Environment Setup (Optional)

Create a .env file for OpenAI integration:

cp .env.example .env
# Edit .env and add your OPENAI_API_KEY

📖 Usage

1️⃣ Index a Local Project

Index your current project or any directory:

# Index current directory
uv run python main.py index .

# Index a specific project
uv run python main.py index /path/to/your/project

What happens:

Creates a .cortex directory in the project root
Analyzes and chunks all code files
Builds a vector index for semantic search
Stores file hashes for incremental updates

2️⃣ Index a GitHub Repository

Clone and index a GitHub repository directly:

# Index from GitHub URL
uv run python main.py index https://github.com/user/repo.git --type github

# Or use the shorthand
uv run python main.py index https://github.com/user/repo.git

What happens:

Clones the repository to ~/.cortex/repos/
Indexes the entire codebase
Provides a path for future queries

3️⃣ Ask a Question

Query your codebase with a single question:

# Ask about the current project
uv run python main.py ask "How does the StateManager handle file hashing?"

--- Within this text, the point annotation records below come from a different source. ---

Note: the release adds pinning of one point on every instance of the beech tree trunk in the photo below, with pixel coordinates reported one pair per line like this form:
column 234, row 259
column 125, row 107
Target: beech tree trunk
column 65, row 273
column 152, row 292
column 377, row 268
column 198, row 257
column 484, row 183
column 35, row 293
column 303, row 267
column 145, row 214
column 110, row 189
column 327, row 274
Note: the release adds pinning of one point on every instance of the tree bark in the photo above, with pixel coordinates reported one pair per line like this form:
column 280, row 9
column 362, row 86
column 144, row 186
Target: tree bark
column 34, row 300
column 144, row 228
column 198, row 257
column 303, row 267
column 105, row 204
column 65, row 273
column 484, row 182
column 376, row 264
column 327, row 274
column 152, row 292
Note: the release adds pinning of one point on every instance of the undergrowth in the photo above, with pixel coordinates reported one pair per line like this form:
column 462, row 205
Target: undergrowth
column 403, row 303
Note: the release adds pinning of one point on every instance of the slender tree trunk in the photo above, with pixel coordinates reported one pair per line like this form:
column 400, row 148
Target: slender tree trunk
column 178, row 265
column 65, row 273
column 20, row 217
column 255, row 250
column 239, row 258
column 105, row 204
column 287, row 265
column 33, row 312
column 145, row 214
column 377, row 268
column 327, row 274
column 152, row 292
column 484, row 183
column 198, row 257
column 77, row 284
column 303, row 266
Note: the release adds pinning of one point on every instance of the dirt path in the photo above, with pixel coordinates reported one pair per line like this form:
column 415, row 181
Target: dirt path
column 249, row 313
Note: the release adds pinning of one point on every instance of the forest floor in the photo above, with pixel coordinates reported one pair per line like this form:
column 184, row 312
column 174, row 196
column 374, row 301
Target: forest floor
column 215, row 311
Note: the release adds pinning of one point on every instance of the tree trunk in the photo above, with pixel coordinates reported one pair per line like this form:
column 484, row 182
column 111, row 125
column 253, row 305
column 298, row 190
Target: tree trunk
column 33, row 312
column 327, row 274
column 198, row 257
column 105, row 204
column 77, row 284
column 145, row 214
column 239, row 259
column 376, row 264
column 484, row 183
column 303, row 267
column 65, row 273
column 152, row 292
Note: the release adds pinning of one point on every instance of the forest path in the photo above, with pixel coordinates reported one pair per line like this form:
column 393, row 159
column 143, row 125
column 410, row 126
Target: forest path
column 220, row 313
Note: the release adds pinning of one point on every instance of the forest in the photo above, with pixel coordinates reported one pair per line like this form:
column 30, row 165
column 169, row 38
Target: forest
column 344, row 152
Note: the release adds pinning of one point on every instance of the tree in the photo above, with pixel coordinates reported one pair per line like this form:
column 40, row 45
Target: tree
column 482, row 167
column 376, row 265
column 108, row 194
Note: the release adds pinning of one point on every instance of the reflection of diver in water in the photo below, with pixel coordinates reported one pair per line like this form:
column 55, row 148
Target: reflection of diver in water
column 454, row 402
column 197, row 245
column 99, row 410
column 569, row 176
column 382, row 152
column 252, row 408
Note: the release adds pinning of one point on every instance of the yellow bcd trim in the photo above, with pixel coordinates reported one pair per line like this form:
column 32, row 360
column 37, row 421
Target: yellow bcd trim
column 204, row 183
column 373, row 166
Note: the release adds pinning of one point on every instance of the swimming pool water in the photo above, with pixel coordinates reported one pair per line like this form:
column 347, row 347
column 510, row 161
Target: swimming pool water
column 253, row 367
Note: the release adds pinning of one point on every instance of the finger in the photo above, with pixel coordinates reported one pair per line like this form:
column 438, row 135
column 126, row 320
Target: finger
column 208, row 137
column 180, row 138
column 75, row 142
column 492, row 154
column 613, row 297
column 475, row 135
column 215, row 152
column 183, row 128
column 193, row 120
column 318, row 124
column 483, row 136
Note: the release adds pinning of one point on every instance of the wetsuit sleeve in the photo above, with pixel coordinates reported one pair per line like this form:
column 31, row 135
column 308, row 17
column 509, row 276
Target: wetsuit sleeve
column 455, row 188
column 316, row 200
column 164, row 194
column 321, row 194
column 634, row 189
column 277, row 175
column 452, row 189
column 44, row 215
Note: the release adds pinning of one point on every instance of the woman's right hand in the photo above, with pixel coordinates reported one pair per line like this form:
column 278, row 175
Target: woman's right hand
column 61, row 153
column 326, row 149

# Ask about a specific project
uv run python main.py ask "What tools are available?" -p /path/to/project

# Use OpenAI for better responses
uv run python main.py ask "Explain the agent architecture" --provider openai --model gpt-4o

Features:

Automatic background file watching during query
Multi-tool execution for comprehensive answers
Supports both local (Ollama) and cloud (OpenAI) models

4️⃣ Interactive Chat

Start a persistent conversation with your codebase:

# Chat with current project (using OpenAI by default)
uv run python main.py chat

# Chat with a specific project
uv run python main.py chat --project /path/to/project

# Use local Ollama model
uv run python main.py chat --provider ollama --model ministral-3:3b

Features:

Conversation memory across messages
Real-time file watching
Type exit or quit to end the session

Example Session:

You : What files are in the agents directory?
Cortex: The agents directory contains:
- orchestrator.py (main orchestrator)
- tools.py (tool definitions)
- reranker.py (result reranking)
- subagents/ (specialized agents)

You : Show me the tools available
Cortex: [Lists all tools with descriptions...]

5️⃣ Watch for Changes

Manually start the file watcher (usually automatic in ask and chat):

# Watch current directory
uv run python main.py watch .

# Watch a specific project
uv run python main.py watch /path/to/project

What it does:

Monitors file system for changes
Automatically re-indexes modified files
Keeps your vector store in sync

6️⃣ Manage GitHub Repositories

List and manage cloned repositories:

# List all cloned repos
uv run python main.py repo list

# Delete a cloned repo
uv run python main.py repo delete repo-name

🎯 Use Cases

🔍 Code Exploration

"I just joined a new team. How do I understand this massive codebase?"

uv run python main.py chat --project /path/to/new/codebase

Ask questions like:

"What is the overall architecture?"
"Where is the authentication logic?"
"How does the database connection work?"
"Show me all API endpoints"

🐛 Debugging & Investigation

"There's a bug in the payment processing. Where should I look?"

uv run python main.py ask "Find all code related to payment processing"

Cortex will:

Search semantically for payment-related code
Find exact function/class definitions
Show you references across the codebase

📚 Documentation & Onboarding

"I need to document how our indexing system works."

uv run python main.py ask "Explain how the incremental indexing system works"

Get detailed explanations with:

Code snippets from relevant files
Architecture diagrams (via agent reasoning)
Step-by-step breakdowns

🔄 Refactoring Assistance

"I want to refactor the StateManager class. What depends on it?"

uv run python main.py ask "Find all references to StateManager"

Cortex provides:

All files using StateManager
Exact line numbers and context
Related classes and functions

🌐 Open Source Exploration

"I want to understand how LangChain implements agents."

# Index the LangChain repository
uv run python main.py index https://github.com/langchain-ai/langchain.git --type github

# Ask questions
uv run python main.py ask "How are agents implemented?" -p ~/.cortex/repos/langchain

🧪 Testing & Quality Assurance

"Are there any tests for the ingestion pipeline?"

uv run python main.py ask "Find all test files related to ingestion"

🏗️ Architecture Review

"I need to understand the data flow in this system."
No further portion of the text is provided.